Уже летом 1950 года в СЕПГ началась очередная кампания внутрипартийной чистки, направленная против реальных и мнимых оппозиционных течений, аналогичная той, что проводилась в других странах Восточного блока. Главными противниками после разногласий между Советским Союзом и Югославией во всех странах советской сферы влияния стали «титовцы», но все чаще и партийные функционеры еврейского происхождения, так называемые «космополиты», которые в сталинском воображении боролись против советской власти как агенты сионизма мирового масштаба. Были подготовлены показательные судебные процессы в СССР, а также в Чехословакии, Болгарии, Венгрии и Польше – и в ГДР, где в центре нападок оказался еврейский коммунист Пауль Меркер, вернувшийся из изгнания. Он требовал возврата имущества, награбленного нацистами у еврейских владельцев, что противоречило главной цели – экспроприации частной собственности на средства производства. Эта кампания против Меркера и других была окрашена явными антиеврейскими обертонами, как это было в СССР и Чехословакии, где «заговорщики» из окружения еврейского коммуниста Сланского были отданы под суд. К осени 1951 года из СЕПГ было исключено 175 тысяч членов[8]
.Вскоре эти непрекращающиеся подозрения и разоблачения вражеских агентов выказали явные признаки потери реальности и паранойи. Впрочем, сходно обстояло дело и в Америке, которую потрясли сенатские комитеты Маккарти против коммунистической деятельности; преследование коммунистов в ФРГ также приобрело в это время совершенно истерические черты. Очевидно, что в коммунистических системах тут сказывались не только особенности холодной войны, особенно во времена корейского кризиса, но и определенные структурные причины. Если что-то не получалось, если запланированные цели не достигались, если росло сопротивление, это объяснялось не неверной линией партии, по определению непогрешимой, а ошибками отдельных людей или кознями внутренних и внешних врагов. В этом отношении непрекращающийся поиск врагов и шпионов, как в СССР, так теперь и в ГДР, снова и снова подтверждал принципиальную правоту линии партии и необходимость устранения врагов, виновных во все еще имеющихся недостатках. Поэтому «ошибки» и «враги» были важнейшими легитимирующими фигурами для объяснения неудач и провалов.
Третий решающий шаг в становлении социализма – изменение сознания людей путем просвещения, культурного воспитания и борьбы с вредными влияниями извне – изначально был связан в первую очередь с образовательной политикой. Необходимо было воспитать новую, социалистическую интеллигенцию, которая бы вышла уже в основном из рабочего класса и крестьянства. Этой цели служили, например, «рабоче-крестьянские факультеты», студенты которых получали высшее образование на ускоренных курсах, а после учебы должны были занять руководящие должности, освободившиеся в результате денацификации, репрессий или бегства старой элиты.
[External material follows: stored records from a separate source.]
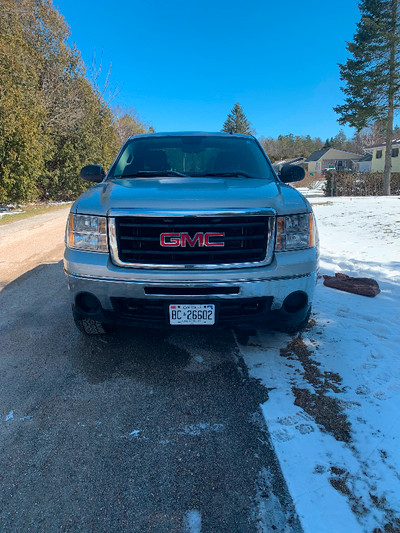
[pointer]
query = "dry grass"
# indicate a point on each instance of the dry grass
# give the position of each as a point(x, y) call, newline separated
point(30, 211)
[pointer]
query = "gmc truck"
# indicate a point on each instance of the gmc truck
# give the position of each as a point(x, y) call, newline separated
point(191, 229)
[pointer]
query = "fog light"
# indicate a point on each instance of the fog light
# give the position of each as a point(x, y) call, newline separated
point(87, 302)
point(295, 301)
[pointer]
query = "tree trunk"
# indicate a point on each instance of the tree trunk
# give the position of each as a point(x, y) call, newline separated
point(388, 154)
point(391, 93)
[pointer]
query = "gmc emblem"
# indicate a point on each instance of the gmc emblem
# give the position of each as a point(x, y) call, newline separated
point(174, 240)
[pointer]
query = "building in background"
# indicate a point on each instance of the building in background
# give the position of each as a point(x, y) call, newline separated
point(330, 158)
point(378, 156)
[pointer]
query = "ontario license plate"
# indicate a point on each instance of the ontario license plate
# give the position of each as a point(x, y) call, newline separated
point(192, 314)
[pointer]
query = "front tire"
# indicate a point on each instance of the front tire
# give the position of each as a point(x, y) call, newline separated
point(292, 329)
point(89, 326)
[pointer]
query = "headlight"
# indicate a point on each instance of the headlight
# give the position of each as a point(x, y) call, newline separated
point(296, 232)
point(86, 232)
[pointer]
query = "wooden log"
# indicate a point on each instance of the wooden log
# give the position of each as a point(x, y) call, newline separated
point(363, 286)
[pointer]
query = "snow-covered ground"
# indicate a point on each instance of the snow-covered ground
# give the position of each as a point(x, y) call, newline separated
point(334, 393)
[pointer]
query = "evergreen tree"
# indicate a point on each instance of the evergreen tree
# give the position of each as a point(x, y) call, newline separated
point(372, 74)
point(237, 122)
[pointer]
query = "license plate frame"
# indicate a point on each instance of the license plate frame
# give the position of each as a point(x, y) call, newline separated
point(191, 314)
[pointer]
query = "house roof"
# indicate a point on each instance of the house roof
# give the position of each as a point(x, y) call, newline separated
point(395, 142)
point(318, 154)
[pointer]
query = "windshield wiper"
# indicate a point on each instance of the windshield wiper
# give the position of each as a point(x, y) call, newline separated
point(240, 173)
point(151, 173)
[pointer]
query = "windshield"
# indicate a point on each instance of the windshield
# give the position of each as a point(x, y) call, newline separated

Детям буржуазии ставились дополнительные препоны, и уже в 1954 году дети рабочих и крестьян составляли 53 процента учащихся. В то же время преподавание профильных предметов и политическая подготовка ставились на один уровень, поскольку политическое перевоспитание и, в частности, идеологическая ориентация молодого поколения стали основой и центром всех усилий образовательной политики. Новые учебные программы ориентировали образование на научный социализм, школьные учителя должны были пропагандировать на уроках «ведущую роль партии», а основы марксизма-ленинизма стали обязательными в университетах[9]
.Культурная политика также была полностью подчинена этой цели: антифашизм являлся обязательным ориентиром при работе с демократическим культурным наследием. Помимо реакционной и фашистской культуры, главным врагом все чаще становилась американская «упадническая культура», к которой относились джаз, жевательная резинка и поп-музыка, а также абстрактная живопись и «формализм», под который подверстывались любые стилистические эксперименты. Летом 1950 года СЕПГ определила прогрессивную культурную политику как борьбу «против антинародных теорий космополитизма, буржуазного объективизма и американского культурного варварства». Этим вариантам устаревших культурных традиций противостоял социалистический реализм, который полностью отказался от формальных экспериментов и абстракций и должен был отображать реальность социалистического строительства[10]
. Бросаются в глаза параллели между неприятием СЕПГ абстрактного искусства и американской повседневной и молодежной культуры и очень похожей критикой американизации и уплощения германской национальной культуры, которую в то же время практиковали консерваторы в Западной Германии. В обоих случаях гнев был направлен против тенденций плюрализации и индивидуализации, культурного экспериментирования и коммерциализации – в конечном итоге против культурной эпохи модерна, которой здесь и там противостояли понятия долга, субординации и воспитания.